Robustness: Dr.Spider shows SOTA models (e.g., Picard) drop by 14% EX under perturbation, and up to 50.7% for content-equivalence types (e.g., age→birthyear) (Chang et al., 2023).
Ambiguity: On AmbiQT, standard beam search recalls both gold SQLs for only 12–28% of ambiguous questions; new logical decoding algorithms can double this (Bhaskar et al., 2023).
Multilingual: MultiSpider 2.0 and IndicDB show sharp performance drops: English-to-non-English (–9% EX, “Indic Gap”); East Asian scripts fare worse due to schema-token mismatch and limited training data (Pham et al., 29 Sep 2025, Dawar et al., 15 Apr 2026).
Chain-of-thought: LogicCat demonstrates that conventional SOTA (<15% EX) cannot handle multi-step mathematical/physical reasoning, but CoT annotation boosts top model EX to ~34% (Liu et al., 24 May 2025).

5. Annotation Systems and Benchmark Lifecycle

Increasing dataset complexity magnifies the challenges of annotation.

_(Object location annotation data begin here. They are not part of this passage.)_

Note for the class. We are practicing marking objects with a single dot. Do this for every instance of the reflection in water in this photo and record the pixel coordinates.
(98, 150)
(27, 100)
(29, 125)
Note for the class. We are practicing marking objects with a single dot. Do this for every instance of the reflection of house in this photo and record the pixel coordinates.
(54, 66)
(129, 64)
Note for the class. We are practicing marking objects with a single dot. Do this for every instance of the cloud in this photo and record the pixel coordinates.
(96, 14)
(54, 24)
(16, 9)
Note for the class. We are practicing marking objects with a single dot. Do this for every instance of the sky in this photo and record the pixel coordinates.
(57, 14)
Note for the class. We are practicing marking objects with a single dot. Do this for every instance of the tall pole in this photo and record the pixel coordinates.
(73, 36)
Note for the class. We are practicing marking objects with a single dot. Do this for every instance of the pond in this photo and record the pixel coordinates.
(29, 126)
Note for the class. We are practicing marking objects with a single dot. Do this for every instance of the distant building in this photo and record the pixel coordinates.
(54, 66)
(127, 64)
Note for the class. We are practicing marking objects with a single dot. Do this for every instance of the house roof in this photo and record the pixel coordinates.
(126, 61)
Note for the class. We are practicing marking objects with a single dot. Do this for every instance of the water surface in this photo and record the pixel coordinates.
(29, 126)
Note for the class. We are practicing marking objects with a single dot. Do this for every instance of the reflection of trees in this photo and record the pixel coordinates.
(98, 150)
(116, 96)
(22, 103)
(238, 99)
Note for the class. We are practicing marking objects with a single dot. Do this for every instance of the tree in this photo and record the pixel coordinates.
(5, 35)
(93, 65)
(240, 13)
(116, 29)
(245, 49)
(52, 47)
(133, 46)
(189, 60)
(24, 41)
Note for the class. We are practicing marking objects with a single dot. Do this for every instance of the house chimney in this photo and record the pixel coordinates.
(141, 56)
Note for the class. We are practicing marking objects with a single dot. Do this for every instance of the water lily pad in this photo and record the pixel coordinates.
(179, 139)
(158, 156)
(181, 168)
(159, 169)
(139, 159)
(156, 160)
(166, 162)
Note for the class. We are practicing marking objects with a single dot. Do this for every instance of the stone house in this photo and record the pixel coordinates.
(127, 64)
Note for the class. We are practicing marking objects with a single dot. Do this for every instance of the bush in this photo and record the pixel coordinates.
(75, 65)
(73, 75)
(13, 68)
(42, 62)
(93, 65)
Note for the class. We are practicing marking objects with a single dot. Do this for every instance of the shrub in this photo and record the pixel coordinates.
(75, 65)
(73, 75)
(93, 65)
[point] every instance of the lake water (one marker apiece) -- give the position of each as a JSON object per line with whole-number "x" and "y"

Human-in-the-loop platforms (e.g., BenchPress) leverage retrieval-augmented LLMs to generate NL descriptions of SQL logs, which human experts validate, yielding annotation accuracy of 93.0% (vs. 73.9% manual), and 5–6× throughput gains (Wenz et al., 11 Oct 2025). Automated synthesis pipelines now employ dual-path diversity expansions, cross-lingual paraphrasing, value- and schema-aware filtering, and rigorous audit/review to ensure both breadth and semantic fidelity (Wang et al., 17 Nov 2025, Dawar et al., 15 Apr 2026).

6. Impact and Future Directions

Text-to-SQL benchmarks have advanced from constrained, single-table, English-only settings to extensive, cross-domain, multi-lingual, and domain-specialized testbeds with explicit taxonomic design and robustness diagnostics. Current results consistently expose:

A persistent gap in generalization and robustness across domains, languages, and query complexities.
Substantial limitations in handling ambiguous, adversarial, or enterprise-scaled schemas.
The need for benchmarks coupling fine-grained, taxonomy-driven coverage, dynamic workload alignment, and multi-dimensional evaluation (structural, semantic, efficiency, reliability).
The importance of human-in-the-loop architectures for scalable, high-precision data curation and future multi-agent evaluation settings.

Ongoing research emphasizes multi-agent and reasoning-augmented architectures, retrieval-enhanced pipelines, schema-normalization for non-Western data, and end-to-end reliability under penalty-based scoring (Zhang et al., 2024, Ahmed et al., 6 Nov 2025, Lee et al., 2024).

These benchmarks continue to inform the development of increasingly robust, interpretable, and production-ready Text-to-SQL systems across scientific, business, and multilingual applications.